Major events in the timeseries can be plotted on the axes. We've focussed on the first 2 
years of the pandemic:

```{r}
plot_incidence(fit, raw = tmp,events = england_events, colour="blue",size=0.025)+
  scale_y_log1p(n=7) + ggplot2::coord_cartesian(xlim=as.Date(c("2020-01-01","2022-01-01")))

```

The incidence model assumes case rates result from a Poisson process and the
rate is estimated with a time varying locally fitted polynomial with degree
defined by the `deg` parameter, using a log link function, according to the
methods of Loader et al. (see `utils::citation("locfit")`). The fitting process is a
local maximum likelihood estimation and uses a bandwidth defined to account for
the data points within `window` of the time point being estimated.

The gradient of the fitted polynomial on the log scale, is the exponential
growth rate. This is a scale independent view of the rate of growth of the
epidemic.
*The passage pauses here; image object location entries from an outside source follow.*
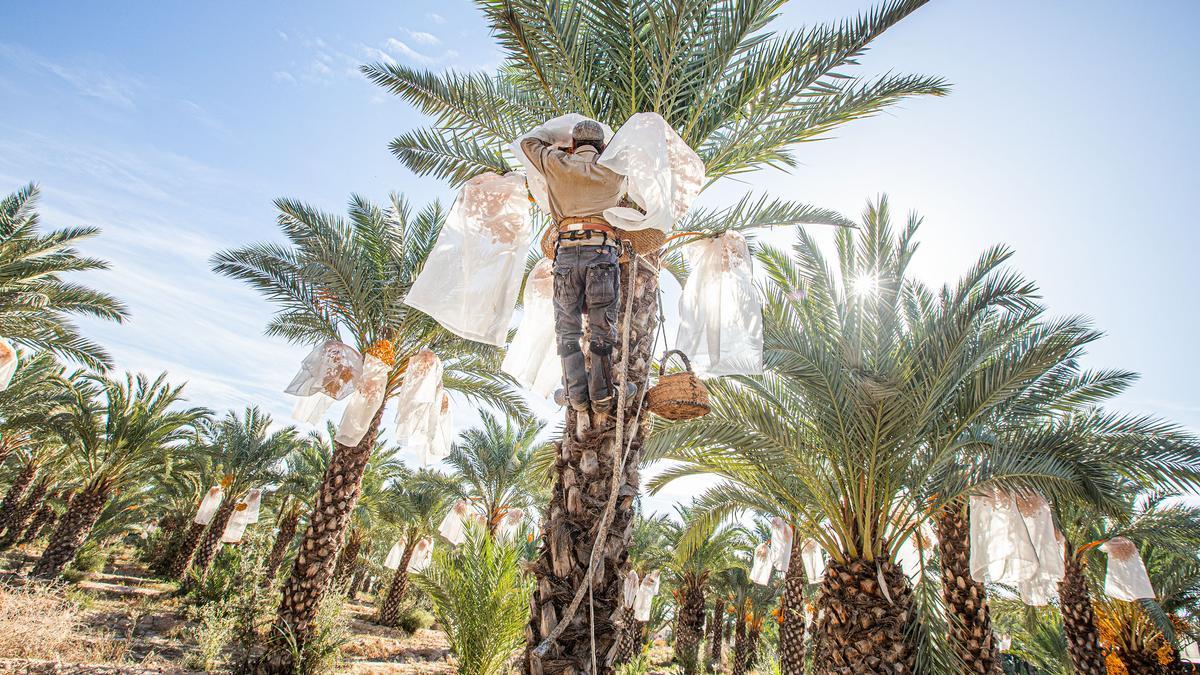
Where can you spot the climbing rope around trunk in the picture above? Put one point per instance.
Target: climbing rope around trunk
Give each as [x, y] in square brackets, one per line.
[621, 453]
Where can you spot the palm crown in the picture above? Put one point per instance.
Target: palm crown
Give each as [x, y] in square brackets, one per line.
[36, 304]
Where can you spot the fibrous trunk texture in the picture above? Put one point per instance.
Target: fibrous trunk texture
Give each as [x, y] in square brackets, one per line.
[1079, 620]
[183, 560]
[12, 499]
[348, 562]
[630, 637]
[42, 521]
[282, 541]
[864, 615]
[583, 470]
[211, 542]
[966, 599]
[689, 627]
[72, 530]
[715, 635]
[389, 614]
[319, 545]
[23, 514]
[791, 608]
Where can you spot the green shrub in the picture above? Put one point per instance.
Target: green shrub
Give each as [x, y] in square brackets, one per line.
[481, 598]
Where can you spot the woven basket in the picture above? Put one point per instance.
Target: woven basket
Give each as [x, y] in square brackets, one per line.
[642, 240]
[679, 395]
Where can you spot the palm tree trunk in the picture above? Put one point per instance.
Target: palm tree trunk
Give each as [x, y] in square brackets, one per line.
[348, 562]
[42, 520]
[741, 646]
[791, 607]
[1079, 620]
[630, 637]
[582, 475]
[313, 567]
[73, 529]
[186, 550]
[971, 635]
[689, 627]
[16, 491]
[717, 635]
[282, 542]
[862, 626]
[389, 614]
[211, 542]
[21, 515]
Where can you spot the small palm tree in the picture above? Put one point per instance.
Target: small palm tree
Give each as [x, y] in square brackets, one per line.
[497, 466]
[36, 303]
[481, 597]
[342, 279]
[413, 508]
[247, 454]
[741, 95]
[117, 432]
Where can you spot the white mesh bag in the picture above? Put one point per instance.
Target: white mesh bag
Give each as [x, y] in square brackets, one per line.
[1126, 578]
[233, 531]
[330, 369]
[394, 555]
[209, 506]
[780, 544]
[646, 592]
[369, 393]
[814, 561]
[471, 280]
[454, 525]
[1001, 549]
[558, 131]
[760, 572]
[532, 358]
[663, 174]
[720, 309]
[423, 555]
[7, 363]
[629, 589]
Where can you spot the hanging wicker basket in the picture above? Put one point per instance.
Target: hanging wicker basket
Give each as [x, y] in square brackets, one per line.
[679, 395]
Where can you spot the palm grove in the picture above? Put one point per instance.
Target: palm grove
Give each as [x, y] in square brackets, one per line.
[886, 406]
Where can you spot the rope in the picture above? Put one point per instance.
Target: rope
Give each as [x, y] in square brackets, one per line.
[622, 447]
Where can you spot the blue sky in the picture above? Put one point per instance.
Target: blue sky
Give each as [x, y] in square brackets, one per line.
[1069, 136]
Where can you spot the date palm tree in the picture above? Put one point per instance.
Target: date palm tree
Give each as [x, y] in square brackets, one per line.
[37, 305]
[117, 432]
[497, 466]
[343, 279]
[835, 436]
[741, 95]
[247, 454]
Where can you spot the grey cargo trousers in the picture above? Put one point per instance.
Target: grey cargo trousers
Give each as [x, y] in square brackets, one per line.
[587, 282]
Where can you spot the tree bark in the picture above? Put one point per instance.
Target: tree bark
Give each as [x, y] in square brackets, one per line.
[282, 542]
[862, 626]
[313, 567]
[791, 607]
[42, 520]
[717, 635]
[211, 542]
[389, 614]
[183, 560]
[1079, 620]
[72, 531]
[12, 499]
[966, 599]
[23, 513]
[582, 473]
[689, 627]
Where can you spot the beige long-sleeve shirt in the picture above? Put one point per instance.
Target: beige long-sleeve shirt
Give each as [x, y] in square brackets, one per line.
[577, 185]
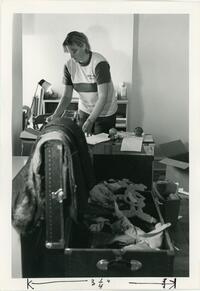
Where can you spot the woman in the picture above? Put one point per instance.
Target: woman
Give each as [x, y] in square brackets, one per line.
[88, 73]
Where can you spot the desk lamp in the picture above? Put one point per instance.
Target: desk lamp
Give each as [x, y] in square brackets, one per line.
[36, 106]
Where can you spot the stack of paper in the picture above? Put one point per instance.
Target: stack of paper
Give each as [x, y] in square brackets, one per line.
[97, 138]
[132, 143]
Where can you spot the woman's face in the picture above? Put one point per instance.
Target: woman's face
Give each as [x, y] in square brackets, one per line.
[78, 53]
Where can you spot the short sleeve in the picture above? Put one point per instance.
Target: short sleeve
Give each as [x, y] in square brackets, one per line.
[66, 76]
[102, 72]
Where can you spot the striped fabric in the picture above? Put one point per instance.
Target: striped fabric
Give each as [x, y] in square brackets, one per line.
[85, 80]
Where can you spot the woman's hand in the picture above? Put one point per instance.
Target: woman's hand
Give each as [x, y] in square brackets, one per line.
[87, 127]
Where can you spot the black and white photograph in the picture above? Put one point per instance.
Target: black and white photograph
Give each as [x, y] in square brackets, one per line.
[100, 130]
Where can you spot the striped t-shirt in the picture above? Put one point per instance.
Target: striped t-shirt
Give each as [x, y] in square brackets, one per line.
[85, 77]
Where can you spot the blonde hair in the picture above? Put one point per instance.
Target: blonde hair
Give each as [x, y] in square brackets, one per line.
[78, 38]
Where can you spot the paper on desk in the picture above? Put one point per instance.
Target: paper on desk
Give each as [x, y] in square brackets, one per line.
[132, 143]
[97, 138]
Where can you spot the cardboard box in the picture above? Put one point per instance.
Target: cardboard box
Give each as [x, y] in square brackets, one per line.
[177, 163]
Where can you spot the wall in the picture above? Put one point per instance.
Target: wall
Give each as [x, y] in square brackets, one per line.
[43, 56]
[151, 55]
[160, 76]
[17, 84]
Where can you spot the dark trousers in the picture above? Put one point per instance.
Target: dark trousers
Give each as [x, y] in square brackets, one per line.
[101, 124]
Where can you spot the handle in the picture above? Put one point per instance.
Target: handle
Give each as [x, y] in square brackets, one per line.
[104, 264]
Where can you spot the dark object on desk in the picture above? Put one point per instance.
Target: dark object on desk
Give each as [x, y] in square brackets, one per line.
[167, 194]
[77, 259]
[138, 131]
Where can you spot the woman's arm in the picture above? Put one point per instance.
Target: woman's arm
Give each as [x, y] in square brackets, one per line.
[102, 98]
[64, 102]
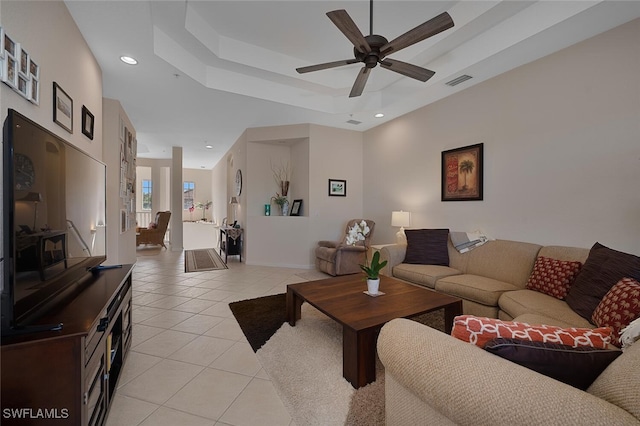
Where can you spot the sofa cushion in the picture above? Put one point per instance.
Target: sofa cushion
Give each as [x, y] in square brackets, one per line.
[602, 270]
[537, 319]
[522, 302]
[483, 290]
[480, 330]
[577, 367]
[618, 307]
[553, 276]
[618, 384]
[503, 260]
[425, 275]
[427, 247]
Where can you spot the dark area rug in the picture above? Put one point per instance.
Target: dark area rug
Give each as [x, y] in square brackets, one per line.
[203, 260]
[260, 318]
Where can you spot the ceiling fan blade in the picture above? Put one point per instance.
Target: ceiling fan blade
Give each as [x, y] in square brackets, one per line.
[345, 24]
[421, 32]
[409, 70]
[325, 66]
[361, 80]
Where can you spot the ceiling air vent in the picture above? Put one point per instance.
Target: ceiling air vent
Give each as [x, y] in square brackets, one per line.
[458, 80]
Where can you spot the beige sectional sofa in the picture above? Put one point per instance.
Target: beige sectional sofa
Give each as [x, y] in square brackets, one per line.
[435, 379]
[491, 280]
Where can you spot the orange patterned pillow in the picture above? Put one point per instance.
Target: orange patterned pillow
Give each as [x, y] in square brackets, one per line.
[553, 277]
[480, 330]
[618, 307]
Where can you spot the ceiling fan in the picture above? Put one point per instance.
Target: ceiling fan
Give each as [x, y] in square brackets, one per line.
[373, 49]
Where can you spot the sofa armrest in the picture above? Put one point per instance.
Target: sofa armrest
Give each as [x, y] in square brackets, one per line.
[329, 244]
[467, 385]
[394, 255]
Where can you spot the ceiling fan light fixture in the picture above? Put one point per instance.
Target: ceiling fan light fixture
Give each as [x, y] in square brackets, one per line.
[129, 60]
[373, 49]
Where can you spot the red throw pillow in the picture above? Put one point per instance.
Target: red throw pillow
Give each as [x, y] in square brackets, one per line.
[553, 277]
[480, 330]
[618, 307]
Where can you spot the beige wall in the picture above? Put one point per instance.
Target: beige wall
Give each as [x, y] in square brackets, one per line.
[121, 246]
[317, 153]
[68, 61]
[561, 148]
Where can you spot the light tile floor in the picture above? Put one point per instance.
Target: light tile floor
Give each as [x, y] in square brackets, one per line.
[190, 363]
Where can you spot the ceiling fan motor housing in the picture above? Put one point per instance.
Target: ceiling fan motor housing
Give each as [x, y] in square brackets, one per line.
[372, 58]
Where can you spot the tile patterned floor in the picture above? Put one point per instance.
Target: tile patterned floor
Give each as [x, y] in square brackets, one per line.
[189, 362]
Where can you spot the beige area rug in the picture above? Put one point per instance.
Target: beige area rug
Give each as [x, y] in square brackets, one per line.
[202, 260]
[305, 365]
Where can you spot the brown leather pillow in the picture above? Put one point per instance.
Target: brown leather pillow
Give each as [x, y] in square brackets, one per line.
[427, 247]
[577, 367]
[602, 270]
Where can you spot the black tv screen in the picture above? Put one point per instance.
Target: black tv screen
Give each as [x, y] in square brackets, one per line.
[54, 198]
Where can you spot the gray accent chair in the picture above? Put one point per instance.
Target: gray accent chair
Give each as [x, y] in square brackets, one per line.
[338, 257]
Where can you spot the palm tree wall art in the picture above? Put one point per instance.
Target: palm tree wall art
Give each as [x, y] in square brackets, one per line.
[462, 173]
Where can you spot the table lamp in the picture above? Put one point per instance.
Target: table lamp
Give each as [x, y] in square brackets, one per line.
[401, 219]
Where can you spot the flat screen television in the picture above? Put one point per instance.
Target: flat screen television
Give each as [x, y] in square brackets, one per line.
[54, 214]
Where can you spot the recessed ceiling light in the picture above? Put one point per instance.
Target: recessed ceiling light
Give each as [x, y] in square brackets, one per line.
[128, 60]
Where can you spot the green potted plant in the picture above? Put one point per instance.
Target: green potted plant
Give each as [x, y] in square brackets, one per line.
[374, 268]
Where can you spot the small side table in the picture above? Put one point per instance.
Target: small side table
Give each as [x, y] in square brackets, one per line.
[230, 242]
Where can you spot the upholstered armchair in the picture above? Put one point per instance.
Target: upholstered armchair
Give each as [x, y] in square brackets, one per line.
[155, 233]
[340, 258]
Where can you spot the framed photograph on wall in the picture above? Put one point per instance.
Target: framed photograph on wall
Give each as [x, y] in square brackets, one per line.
[87, 122]
[462, 173]
[10, 74]
[296, 208]
[62, 108]
[337, 188]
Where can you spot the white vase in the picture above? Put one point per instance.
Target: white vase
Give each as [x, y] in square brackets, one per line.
[373, 285]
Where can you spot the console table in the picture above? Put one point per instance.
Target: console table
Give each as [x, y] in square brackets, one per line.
[230, 242]
[69, 376]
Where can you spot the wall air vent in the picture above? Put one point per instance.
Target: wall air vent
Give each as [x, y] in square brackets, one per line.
[458, 80]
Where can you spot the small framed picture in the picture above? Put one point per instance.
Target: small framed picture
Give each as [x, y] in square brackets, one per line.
[462, 173]
[23, 86]
[35, 91]
[10, 46]
[34, 69]
[337, 188]
[87, 122]
[24, 63]
[296, 208]
[62, 108]
[10, 74]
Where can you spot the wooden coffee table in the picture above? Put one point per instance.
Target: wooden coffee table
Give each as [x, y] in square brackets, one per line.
[362, 316]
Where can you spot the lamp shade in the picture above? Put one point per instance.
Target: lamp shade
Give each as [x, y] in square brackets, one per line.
[401, 219]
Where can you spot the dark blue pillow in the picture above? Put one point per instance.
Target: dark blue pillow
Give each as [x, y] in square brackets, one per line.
[577, 367]
[427, 247]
This estimation methodology is compared to consensus estimates from
the SPI-M-O UK government advisory group in red, shifted forward in time by 21
days. The SPI-M-O estimates made during the pandemic were retrospective whereas
these ones can use information from before and after the time point and now may
better represent the timing of changes.

```{r}

plot_growth_rate(fit,events = england_events, colour="blue")+
  ggplot2::coord_cartesian(xlim=as.Date(c("2020-01-01","2022-01-01")), ylim=c(-0.15,0.15))+
  ggplot2::geom_errorbar(data=england_consensus_growth_rate,ggplot2::aes(x=date-21,ymin=low,ymax=high),colour="red")

```

The state of the epidemic is described by both incidence and growth, and the phase plots
allow us to see both at different time points. In this case the epidemic state in 
the 10 weeks leading up to Christmas in 2021, 2022 and 2023:

```{r}


plot_growth_phase(fit,
    timepoints = as.Date(c("Xmas 2020"="2020-12-25","Xmas 2021"="2021-12-25","Xmas 2022"="2022-12-25")),
    duration = 70, 
    interval = 7,
    colour="blue"
)

```

# Reproduction number estimation from growth rates

The growth rate has a unit or "per day" in this example. From it we can derive
the reproduction number. Using the methods of Wallinga and Lipsitch and an
estimate of the infectivity profile of COVID-19. This describes the probability
that an infectee is infected x days after the infector, and includes a temporal
dimension rendering the reproduction number a dimensionless quantity reflecting 
the average number of infectees resulting from each infector.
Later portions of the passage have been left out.